Peanut protein extraction conditions strongly influence yield of allergens Ara h 1 and 2 and sensitivity of immunoassays

- Defatting peanut meal with n-hexane gave significantly more Ara h 1 and 2 than with diethyl ether.
- Buffer type and pH affected extraction yields and detection rates of Ara h 1 and 2 in ELISAs.
- Extraction yields of crude peanut protein correlated poorly with yields of Ara h 1 and Ara h 2.
- Western blots of allergens extracted with PBS were more sensitive than those extracted with TBS or Tris.
- Common extraction buffers could retain allergens in peanut meal; e.g. TBS (pH 8.5) retained Ara h 3.
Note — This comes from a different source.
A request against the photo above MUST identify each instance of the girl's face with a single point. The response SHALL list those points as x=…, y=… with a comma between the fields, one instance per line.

The clinical importance of peanut (Arachis hypogaea) allergies demands standardized allergen extraction protocols. We determined the effectiveness of common extraction conditions (20 buffers, defatting reagents, extraction time/temperatures, processing, extraction repeats) on crude protein and Ara h 1 and 2 yields. Despite similar 1D-gel profiles, defatting with n-hexane resulted in significantly higher yields of crude protein, Ara h 1, and Ara h 2 than with diethyl ether. The yields were affected by the composition and pH of the extraction buffers and other conditions, but crude protein yield did not always correlate with Ara h 1 and 2 yields. Denaturants, reducing agents, acidic buffers, and thermal processing of peanuts perturbed allergen quantification in ELISAs, probably via exposure of additional epitopes. Allergen detection in 2D-Western blots with PBS resulted in greater sensitivity than with TBS or Tris. We recommend that allergen extraction conditions be selected based on the research question being investigated.